It looks like another 'retailer' is about to be 'Amazon'-ed. Wayfair - the retail household goods seller - is tumbling this morning after Amazon reportedly pitches a new furniture seller program. Additionally, not helping the stocks, Citron's Andrew Left goes negative on the stock, comparing the company's controls to Madoff.
Speaking to about 40 retailer members of the Furniture Marketing Group buying group here, Amazon representatives in the furniture category said the e-commerce giant hopes to launch the new “Unified Delivery with Services” change to its platform late in the third quarter.
Under the plan, furniture sellers, such as stores, won’t be required to sell nationwide. The retailers will set their own pricing that can change with the services an Amazon customer chooses. White glove delivery (to a dry room) is the bare minimum service requirement — no drop-off at the door — but retailers can offer additional services, including delivery to the customers’ “room of choice,” set-up and haul away.
And the cost: Amazon is asking for a $39.99 monthly fee for an unlimited number of listings as well as 15% on the product sale and 20% on the services, according to Brett Hobson, Amazon business development representative in the furniture category.
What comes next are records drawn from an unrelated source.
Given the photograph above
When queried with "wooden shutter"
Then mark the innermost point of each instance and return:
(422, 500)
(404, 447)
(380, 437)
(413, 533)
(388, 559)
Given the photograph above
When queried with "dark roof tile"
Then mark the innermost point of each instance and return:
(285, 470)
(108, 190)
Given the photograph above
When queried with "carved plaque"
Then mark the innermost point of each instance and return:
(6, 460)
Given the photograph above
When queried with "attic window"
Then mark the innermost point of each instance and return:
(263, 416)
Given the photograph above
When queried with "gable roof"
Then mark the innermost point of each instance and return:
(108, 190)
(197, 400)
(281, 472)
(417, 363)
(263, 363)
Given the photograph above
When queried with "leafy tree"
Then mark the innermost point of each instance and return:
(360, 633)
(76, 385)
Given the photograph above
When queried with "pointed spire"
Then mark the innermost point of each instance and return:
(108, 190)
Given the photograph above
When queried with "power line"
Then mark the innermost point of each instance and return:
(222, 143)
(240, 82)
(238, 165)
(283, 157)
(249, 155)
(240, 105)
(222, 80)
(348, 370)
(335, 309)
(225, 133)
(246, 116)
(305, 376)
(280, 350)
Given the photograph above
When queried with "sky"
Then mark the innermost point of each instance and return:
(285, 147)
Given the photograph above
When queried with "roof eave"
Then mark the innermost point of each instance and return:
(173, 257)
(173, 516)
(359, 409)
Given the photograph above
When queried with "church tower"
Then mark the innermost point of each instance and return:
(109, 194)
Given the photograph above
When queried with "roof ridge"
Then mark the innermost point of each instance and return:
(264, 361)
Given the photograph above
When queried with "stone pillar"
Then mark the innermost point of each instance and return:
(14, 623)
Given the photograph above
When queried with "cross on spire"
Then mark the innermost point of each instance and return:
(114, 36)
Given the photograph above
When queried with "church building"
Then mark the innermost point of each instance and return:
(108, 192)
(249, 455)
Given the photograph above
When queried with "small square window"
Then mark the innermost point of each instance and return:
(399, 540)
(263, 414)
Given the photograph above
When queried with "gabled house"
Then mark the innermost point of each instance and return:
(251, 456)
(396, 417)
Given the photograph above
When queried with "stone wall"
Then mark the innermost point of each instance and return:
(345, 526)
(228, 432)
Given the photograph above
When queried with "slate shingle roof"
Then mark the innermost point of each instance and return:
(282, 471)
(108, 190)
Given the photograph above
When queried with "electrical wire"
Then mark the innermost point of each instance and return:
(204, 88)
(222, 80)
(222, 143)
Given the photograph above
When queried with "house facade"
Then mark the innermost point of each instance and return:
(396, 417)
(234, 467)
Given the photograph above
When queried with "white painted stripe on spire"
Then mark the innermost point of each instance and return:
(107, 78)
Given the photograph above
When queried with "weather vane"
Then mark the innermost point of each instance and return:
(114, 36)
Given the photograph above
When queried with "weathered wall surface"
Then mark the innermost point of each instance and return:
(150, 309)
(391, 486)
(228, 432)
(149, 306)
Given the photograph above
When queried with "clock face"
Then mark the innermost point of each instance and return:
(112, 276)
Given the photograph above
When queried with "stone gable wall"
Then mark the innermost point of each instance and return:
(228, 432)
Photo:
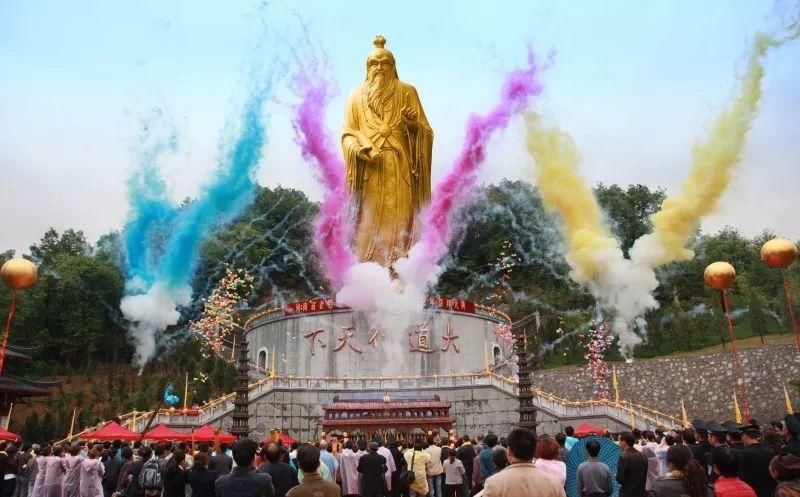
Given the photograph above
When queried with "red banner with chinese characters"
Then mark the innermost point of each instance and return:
(450, 304)
(313, 305)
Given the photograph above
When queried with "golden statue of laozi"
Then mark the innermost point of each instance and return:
(387, 144)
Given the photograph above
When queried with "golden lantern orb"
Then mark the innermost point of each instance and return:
(719, 275)
(779, 253)
(19, 274)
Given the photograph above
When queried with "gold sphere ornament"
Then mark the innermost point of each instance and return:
(19, 274)
(719, 275)
(778, 253)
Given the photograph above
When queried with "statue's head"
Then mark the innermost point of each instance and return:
(380, 61)
(381, 77)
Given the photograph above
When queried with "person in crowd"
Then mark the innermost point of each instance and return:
(111, 467)
(726, 466)
(221, 463)
(791, 435)
(91, 475)
(563, 451)
(54, 473)
(201, 478)
(175, 475)
(10, 470)
(631, 468)
(434, 468)
(454, 473)
(485, 456)
(571, 440)
(326, 458)
(313, 485)
(785, 470)
(500, 457)
(284, 477)
(756, 458)
(41, 462)
(24, 457)
(124, 471)
(685, 477)
(372, 467)
(390, 463)
(547, 459)
(521, 477)
(417, 461)
(702, 449)
(348, 466)
(243, 481)
(594, 476)
(466, 454)
(72, 468)
(653, 462)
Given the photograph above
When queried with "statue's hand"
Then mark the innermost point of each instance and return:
(409, 117)
(365, 153)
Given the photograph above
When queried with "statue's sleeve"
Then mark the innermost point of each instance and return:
(350, 147)
(421, 147)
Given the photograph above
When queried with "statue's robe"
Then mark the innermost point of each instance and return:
(389, 192)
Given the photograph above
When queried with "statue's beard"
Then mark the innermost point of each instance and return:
(380, 90)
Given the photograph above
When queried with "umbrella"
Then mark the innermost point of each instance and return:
(7, 435)
(206, 434)
(111, 431)
(162, 433)
(609, 454)
(585, 429)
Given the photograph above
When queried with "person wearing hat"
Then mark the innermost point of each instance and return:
(754, 467)
(702, 449)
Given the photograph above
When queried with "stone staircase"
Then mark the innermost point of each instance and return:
(562, 411)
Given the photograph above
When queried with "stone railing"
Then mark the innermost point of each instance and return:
(624, 413)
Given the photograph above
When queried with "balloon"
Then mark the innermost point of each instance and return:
(19, 274)
(778, 253)
(170, 399)
(719, 275)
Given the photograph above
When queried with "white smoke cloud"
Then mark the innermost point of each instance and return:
(152, 312)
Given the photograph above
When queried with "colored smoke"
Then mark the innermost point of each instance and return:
(625, 286)
(333, 228)
(594, 255)
(162, 242)
(371, 287)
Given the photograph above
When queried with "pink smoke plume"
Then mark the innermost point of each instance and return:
(454, 189)
(333, 226)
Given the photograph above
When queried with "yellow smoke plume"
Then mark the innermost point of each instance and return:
(714, 163)
(564, 190)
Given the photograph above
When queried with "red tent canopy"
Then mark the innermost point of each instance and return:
(7, 435)
(111, 431)
(206, 434)
(162, 433)
(585, 429)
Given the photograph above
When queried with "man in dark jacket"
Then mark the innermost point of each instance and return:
(221, 462)
(372, 467)
(244, 481)
(284, 478)
(754, 466)
(466, 454)
(111, 468)
(631, 468)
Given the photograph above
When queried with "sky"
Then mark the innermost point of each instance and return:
(635, 83)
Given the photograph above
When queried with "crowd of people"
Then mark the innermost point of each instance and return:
(710, 459)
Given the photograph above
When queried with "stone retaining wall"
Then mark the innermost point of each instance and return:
(705, 382)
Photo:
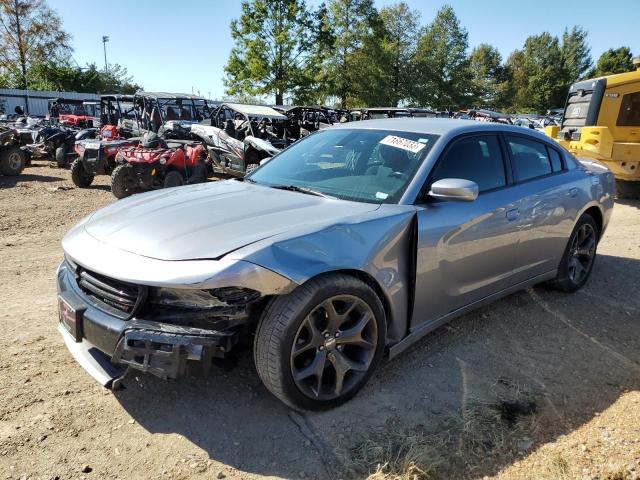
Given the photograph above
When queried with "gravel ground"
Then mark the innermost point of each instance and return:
(561, 374)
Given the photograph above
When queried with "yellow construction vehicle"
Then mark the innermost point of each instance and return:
(602, 121)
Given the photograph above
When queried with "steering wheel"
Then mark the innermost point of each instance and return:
(400, 175)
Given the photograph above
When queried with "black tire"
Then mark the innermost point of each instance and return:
(566, 279)
(61, 157)
(279, 331)
(121, 181)
(251, 167)
(12, 160)
(626, 189)
(81, 178)
(173, 178)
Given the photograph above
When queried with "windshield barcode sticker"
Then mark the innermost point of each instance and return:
(403, 143)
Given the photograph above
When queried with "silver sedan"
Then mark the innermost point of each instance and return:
(347, 247)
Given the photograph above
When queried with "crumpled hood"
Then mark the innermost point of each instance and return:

He added that retailers can choose to roll their services into the product price and offer just one price to customers for that 15% fee. However, in that case, Amazon shoppers wouldn’t see a menu of service options.
The result is not good...
And was not helped by Citron's Andrew Left comparing the company to a ponzi scheme...
Wayfair may have buyers excited about rock-bottom prices for home goods, but its business model is unsustainable, Citron Research analyst Andrew Left says.
"The accounts payable, the cash flow, the business model – it's stupid," Left said in a phone interview with Real Money. "They'll never make money."
Left, a notable short seller, says shareholders should be alarmed that a company of Wayfair's size, with more than 10,000 suppliers, uses manual internal controls, or does accounting by hand instead of automation. He compared the process to that used by convicted Ponzi? schemer Bernie Madoff, who personally supervised his company's manual process.
In other areas of concern to Citron, Boston-based Wayfair’s accounts payable comprises 50 percent of its total assets and are 10 percent more than its revenue. Its accounts payable is also more than its $100 million cash on hand, Left says in an unpublished report obtained by Real Money.